What is a chef like you doing in a place like this?

Anonim

The gifted student

The gifted student.

That an Indian finds his guru in Spain sounds a bit like a backwards story. That the first is a cook and the second Ferrán Adrià, is already beginning to make sense . But if on top of that the disciple ends up in Bangkok trying to give Indian cuisine a twist, the combination of factors is extravagant enough to arouse anyone's curiosity. For that reason, I recently convinced a good friend and we went to Gaggan restaurant, hidden in a quiet street in the center of Bangkok.

Before meeting Adriá, chef Gaggan Arnand had worked in successful restaurants in Bangkok. But the eight weeks he spent at the beginning of last year learning at Ferrán's school in Manresa (the Alicia Foundation) radically changed his way of understanding cooking and aroused in this native of Calcutta the desire to experiment and change the order of what is established. “Ferrán is my guru, he taught me to think” This big guy with glasses and the air of a naughty boy tells me with a smile. His face lights up when he talks about his first meeting with the teacher: “As soon as he saw me in the kitchen, Ferrán walked towards me with a quick step and asked me: 'Indian?', he relates. "I told him yes and he smiled as he nodded his head."

The Gaggan Restaurant Garden

The Gaggan Restaurant Garden

Arnand was the second Asian and the first Indian to go through the foundation of El Bulli , and Adriá was probably aware from that first meeting of the possibilities that he could have by applying his concept to a gastronomy as varied and established as India. And he was not wrong.
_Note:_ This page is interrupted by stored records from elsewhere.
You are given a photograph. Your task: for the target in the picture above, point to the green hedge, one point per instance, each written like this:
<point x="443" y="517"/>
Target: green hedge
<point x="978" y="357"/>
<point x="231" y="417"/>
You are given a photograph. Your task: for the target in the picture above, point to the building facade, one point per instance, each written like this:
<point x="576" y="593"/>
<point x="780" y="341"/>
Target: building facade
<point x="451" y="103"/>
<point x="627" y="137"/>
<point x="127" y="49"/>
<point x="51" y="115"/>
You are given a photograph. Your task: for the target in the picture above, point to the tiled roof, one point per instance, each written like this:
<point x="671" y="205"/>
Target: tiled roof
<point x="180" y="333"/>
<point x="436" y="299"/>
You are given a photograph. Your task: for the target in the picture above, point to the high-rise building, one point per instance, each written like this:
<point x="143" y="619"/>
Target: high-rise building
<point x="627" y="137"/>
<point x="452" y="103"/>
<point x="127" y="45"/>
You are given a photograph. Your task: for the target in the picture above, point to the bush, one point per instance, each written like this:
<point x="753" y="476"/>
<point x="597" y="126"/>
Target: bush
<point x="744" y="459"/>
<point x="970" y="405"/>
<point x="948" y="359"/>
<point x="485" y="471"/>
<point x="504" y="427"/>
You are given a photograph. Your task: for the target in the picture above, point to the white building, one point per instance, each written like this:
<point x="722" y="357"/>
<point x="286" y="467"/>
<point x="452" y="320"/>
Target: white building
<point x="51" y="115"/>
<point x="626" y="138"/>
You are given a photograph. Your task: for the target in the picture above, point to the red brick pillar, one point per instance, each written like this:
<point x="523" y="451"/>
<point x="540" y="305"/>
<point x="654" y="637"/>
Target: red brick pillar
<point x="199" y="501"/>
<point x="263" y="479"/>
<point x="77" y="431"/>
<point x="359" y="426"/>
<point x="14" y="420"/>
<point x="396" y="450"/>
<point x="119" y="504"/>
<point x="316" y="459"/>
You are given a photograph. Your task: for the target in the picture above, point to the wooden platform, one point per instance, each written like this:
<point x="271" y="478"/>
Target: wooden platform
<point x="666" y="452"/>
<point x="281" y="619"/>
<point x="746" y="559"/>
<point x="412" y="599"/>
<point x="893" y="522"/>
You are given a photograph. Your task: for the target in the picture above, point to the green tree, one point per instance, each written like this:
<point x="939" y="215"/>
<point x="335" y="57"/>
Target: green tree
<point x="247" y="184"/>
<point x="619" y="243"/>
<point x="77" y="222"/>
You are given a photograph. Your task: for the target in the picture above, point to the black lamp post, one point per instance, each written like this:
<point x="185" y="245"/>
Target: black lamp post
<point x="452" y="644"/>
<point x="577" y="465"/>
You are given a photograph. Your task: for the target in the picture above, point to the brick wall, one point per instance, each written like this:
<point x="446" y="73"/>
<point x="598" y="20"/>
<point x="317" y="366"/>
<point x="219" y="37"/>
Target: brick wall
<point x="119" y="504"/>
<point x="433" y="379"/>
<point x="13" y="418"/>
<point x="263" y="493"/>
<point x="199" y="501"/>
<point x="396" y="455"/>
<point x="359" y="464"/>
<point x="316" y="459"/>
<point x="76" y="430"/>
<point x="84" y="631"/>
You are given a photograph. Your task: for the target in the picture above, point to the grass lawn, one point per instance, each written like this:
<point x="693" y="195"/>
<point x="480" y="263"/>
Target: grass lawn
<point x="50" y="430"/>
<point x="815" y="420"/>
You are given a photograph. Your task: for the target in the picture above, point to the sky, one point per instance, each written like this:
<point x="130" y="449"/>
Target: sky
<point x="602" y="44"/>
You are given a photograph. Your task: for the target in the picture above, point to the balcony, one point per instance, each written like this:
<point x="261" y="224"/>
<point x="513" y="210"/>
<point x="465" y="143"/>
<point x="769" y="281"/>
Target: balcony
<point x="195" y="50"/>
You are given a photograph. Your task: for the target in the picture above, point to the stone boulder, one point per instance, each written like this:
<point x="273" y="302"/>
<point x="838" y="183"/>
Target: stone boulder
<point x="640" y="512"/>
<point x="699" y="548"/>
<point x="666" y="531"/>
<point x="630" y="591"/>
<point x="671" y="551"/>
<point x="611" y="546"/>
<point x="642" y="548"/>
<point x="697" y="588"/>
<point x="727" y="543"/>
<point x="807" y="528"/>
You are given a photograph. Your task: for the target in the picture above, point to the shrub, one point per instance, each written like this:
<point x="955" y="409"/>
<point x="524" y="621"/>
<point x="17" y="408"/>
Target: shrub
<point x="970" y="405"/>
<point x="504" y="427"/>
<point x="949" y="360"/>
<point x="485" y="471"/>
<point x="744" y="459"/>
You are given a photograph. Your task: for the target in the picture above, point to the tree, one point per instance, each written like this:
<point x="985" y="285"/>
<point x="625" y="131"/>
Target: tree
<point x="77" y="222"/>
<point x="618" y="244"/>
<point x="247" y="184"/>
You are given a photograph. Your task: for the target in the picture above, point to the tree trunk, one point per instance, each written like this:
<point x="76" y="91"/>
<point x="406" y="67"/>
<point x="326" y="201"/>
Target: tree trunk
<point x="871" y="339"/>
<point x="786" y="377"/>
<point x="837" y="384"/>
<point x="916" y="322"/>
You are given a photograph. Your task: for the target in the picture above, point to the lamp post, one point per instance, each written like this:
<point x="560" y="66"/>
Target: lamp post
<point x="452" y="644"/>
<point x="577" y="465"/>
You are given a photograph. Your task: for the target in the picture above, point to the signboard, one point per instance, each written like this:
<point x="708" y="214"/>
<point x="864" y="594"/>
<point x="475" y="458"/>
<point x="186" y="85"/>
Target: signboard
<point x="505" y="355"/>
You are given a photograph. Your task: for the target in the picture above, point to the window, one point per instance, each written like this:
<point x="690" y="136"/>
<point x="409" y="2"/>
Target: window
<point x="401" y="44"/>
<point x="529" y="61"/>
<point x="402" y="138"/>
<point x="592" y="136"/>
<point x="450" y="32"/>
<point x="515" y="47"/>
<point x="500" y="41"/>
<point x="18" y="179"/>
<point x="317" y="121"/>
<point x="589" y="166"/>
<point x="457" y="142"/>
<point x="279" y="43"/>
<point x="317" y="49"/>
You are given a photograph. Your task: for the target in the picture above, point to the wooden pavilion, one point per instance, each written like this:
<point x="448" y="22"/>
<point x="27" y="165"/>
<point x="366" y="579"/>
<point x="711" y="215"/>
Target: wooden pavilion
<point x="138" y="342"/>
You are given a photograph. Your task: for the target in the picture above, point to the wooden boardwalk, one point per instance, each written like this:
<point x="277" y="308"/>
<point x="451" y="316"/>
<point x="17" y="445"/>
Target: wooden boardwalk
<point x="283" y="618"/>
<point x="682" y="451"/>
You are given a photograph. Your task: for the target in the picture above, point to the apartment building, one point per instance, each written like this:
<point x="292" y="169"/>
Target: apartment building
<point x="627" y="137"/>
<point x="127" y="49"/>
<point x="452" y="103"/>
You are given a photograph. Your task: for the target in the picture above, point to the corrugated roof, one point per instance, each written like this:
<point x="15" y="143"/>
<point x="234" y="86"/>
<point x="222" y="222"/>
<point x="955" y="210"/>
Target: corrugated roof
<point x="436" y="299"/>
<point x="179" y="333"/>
The ten dishes that make up the tasting menu are a succession of flavors and sensations that stimulate the five senses, sometimes simultaneously.
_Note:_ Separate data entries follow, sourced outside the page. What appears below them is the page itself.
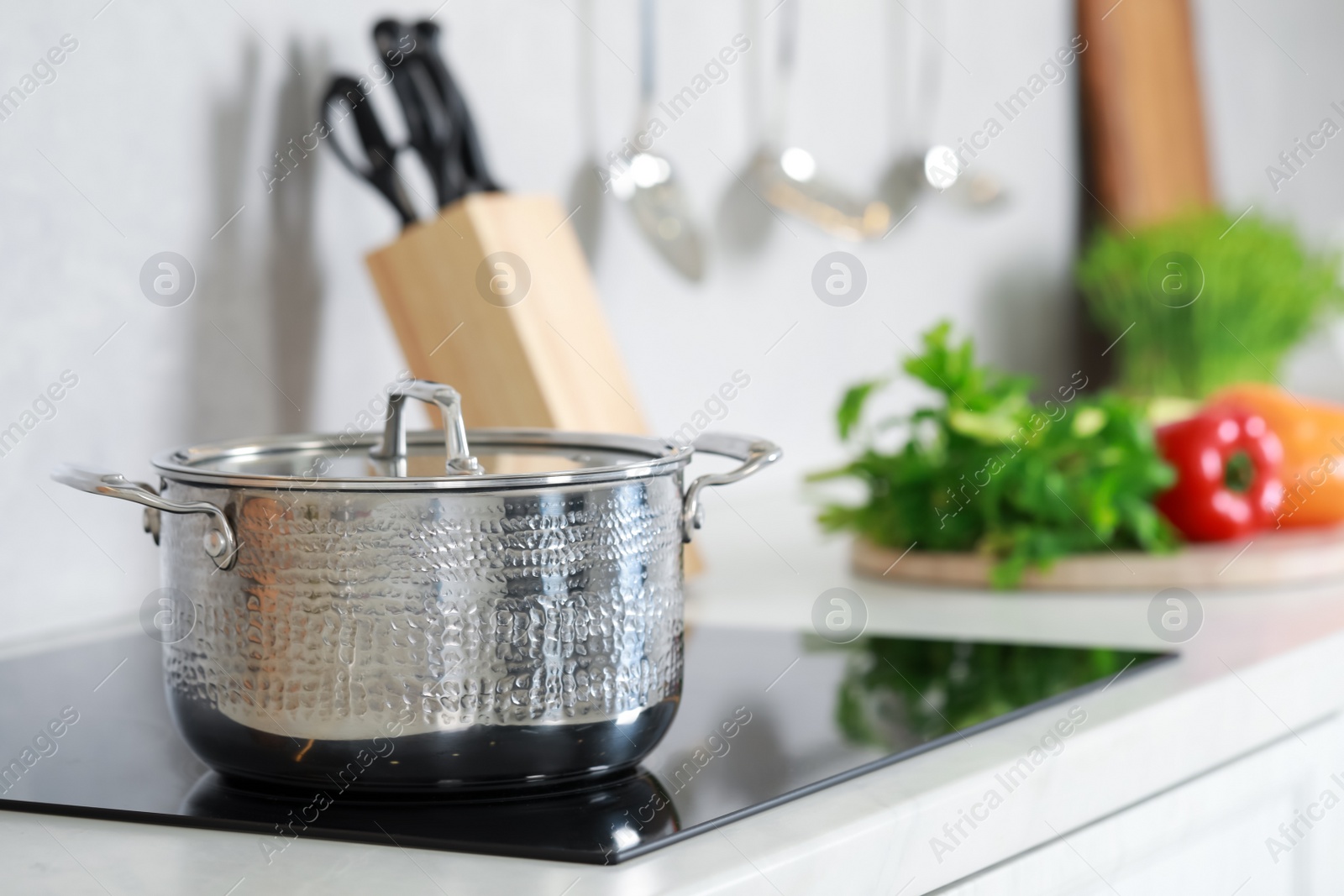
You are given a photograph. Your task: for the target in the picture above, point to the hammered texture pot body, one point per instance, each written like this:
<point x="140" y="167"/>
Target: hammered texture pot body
<point x="421" y="637"/>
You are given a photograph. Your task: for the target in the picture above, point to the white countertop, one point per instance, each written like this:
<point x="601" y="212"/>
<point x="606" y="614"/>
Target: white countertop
<point x="1263" y="668"/>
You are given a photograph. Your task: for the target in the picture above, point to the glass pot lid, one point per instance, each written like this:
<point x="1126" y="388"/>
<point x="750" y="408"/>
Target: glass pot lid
<point x="483" y="459"/>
The yoghurt explosion that opens the parade brings freshness and flavors that lay the foundations for what awaits us, a contemporary cuisine with indian flavors . Among others, the mojito en palo, the clam masala and the chicken tikka with chutney foam will come. Among my favourites, the oyster leaves, a tree that grows by the sea in South India (and which really taste like oysters) or the egg cooked at 55⁰ for hours with curried mushrooms. That's not to mention the plastic packets of almonds, made of an edible material that melts in your mouth. Or the Iberian pork with vindaloo sauce, his particular tribute to our cuisine, in a dish that, when uncovered, envelops the diner in a cloud of sandalwood smoke.

Our table is separated from the kitchen by a glass panel , through which we can see the detail and effort that precede each dish. It is a culinary show in which the chef and his team move between large bathtubs of water, liquid nitrogen tanks and condensers.

Gaggan's kitchen exposed

Gaggan's kitchen exposed

Nevertheless, Gaggan's great success is not having been completely seduced by the siren songs of molecular cuisine and its excessive deconstructions. “I am not in favor of abusing the technique and transforming a curry into a foam ball. I prefer to consider what I do as Indian progressive cooking,” he explains. And the truth is that no Neither its owner nor the restaurant suffer from the snobbery typical of this type of establishment.

The restaurant is located at a white wooden colonial house , with a modern and simple decoration, which again deviates from the traditional line of Indian restaurants. Judging by the Thai, expat and young Indian couples who fill their tables on a Monday night, their concept has won over.

"I don't aspire to be El Bulli" , he tells me at the end of dinner. "Bulli there is only one". Can be. But I am sure that Ferrán would be fully satisfied with his outstanding student, as well as thinking, as he always remembers, he taught to have fun cooking with a passion that crosses borders.